5. Die Höhe der verhängten Strafe und die bei der Strafbemessung maßgebend gewesenen - und im wesentlichen nachvollziehbar dargestellten - Erwägungen der belangten Behörde blieben unbekämpft. Es liegen dem unabhängigen Verwaltungssenat auch keine Gründe vor, die die Annahme zuließen, daß die belangte Behörde bei ihrer Ermessensentscheidung zur Strafhöhe nicht grundsätzlich nach den Kriterien des § 19 VStG vorgegangen wäre. Gegen die Mitberücksichtigung - trotz für die Tatzeit anzunehmen gewesener Unbescholtenheit - des spezialpräventiven Strafzweckes bestehen im Hinblick auf die aus der Aktenlage insgesamt hervorleuchtende Uneinsichtigkeit der Berufungswerberin keine Bedenken.

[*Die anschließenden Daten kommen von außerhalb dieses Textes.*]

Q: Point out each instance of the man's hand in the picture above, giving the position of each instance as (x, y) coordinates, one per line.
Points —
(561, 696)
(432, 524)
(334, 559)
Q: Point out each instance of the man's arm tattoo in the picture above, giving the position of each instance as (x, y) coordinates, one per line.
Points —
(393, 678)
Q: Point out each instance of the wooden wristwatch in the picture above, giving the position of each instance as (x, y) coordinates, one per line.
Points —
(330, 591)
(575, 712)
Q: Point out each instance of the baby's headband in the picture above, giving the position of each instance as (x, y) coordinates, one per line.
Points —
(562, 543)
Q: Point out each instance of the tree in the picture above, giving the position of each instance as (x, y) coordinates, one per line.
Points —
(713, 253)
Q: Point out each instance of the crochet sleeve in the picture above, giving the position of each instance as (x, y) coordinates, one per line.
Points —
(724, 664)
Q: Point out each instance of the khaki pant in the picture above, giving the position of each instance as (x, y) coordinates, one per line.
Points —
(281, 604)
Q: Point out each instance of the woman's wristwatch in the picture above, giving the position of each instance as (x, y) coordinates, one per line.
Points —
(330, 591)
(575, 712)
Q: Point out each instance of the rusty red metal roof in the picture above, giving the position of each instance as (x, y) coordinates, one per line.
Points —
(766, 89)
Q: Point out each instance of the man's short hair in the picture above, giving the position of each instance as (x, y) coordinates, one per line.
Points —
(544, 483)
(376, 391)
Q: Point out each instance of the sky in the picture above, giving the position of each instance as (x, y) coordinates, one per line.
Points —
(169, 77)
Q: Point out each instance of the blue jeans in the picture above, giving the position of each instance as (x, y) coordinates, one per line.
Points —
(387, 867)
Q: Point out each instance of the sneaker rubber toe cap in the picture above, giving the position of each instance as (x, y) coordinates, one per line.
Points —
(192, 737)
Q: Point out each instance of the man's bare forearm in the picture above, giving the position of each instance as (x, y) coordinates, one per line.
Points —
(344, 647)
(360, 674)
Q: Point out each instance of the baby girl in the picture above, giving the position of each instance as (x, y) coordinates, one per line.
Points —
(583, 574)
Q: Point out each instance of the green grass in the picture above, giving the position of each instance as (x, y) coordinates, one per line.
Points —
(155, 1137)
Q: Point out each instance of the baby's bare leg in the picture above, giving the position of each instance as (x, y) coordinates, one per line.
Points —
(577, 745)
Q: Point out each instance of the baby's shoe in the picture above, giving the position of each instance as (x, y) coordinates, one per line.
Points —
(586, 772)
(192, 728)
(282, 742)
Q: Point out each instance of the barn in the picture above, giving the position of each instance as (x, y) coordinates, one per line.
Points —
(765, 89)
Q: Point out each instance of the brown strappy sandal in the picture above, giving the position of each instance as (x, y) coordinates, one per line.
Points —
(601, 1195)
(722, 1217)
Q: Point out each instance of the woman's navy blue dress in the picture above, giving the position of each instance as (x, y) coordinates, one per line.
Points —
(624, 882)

6. Aus allen diesen Gründen war die Berufung abzuweisen und das angefochtene Straferkenntnis in Schuld und Strafe zu bestätigen.

Die gleichzeitig verfügten Verbesserungen in der Formulierung des Schuldspruchs dienen zum einen der Präzisierung des Verantwortlichkeitsgrundes der Berufungswerberin und zum anderen der besseren Lesbarkeit. Tatseitig erfährt der Abspruchsgegenstand dadurch keine unzulässige Weiterung.

7. Kostenseitig bewirkt dieses Ergebnis, daß der Berufungswerberin der Beitrag zum Verfahren vor dem unabhängigen Verwaltungssenat in der gesetzlich vorgesehenen Höhe - zusätzlich zum erstbehördlichen Kostenbeitrag - aufzuerlegen war.

Rechtsmittelbelehrung:

Gegen diesen Bescheid ist kein ordentliches Rechtsmittel zulässig.

Hinweis:

Gegen diesen Bescheid kann innerhalb von sechs Wochen ab seiner Zustellung eine Beschwerde an den Verfassungsgerichtshof oder an den Verwaltungsgerichtshof erhoben werden; diese muß - von gesetzlichen Ausnahmen abgesehen jeweils von einem Rechtsanwalt unterschrieben sein.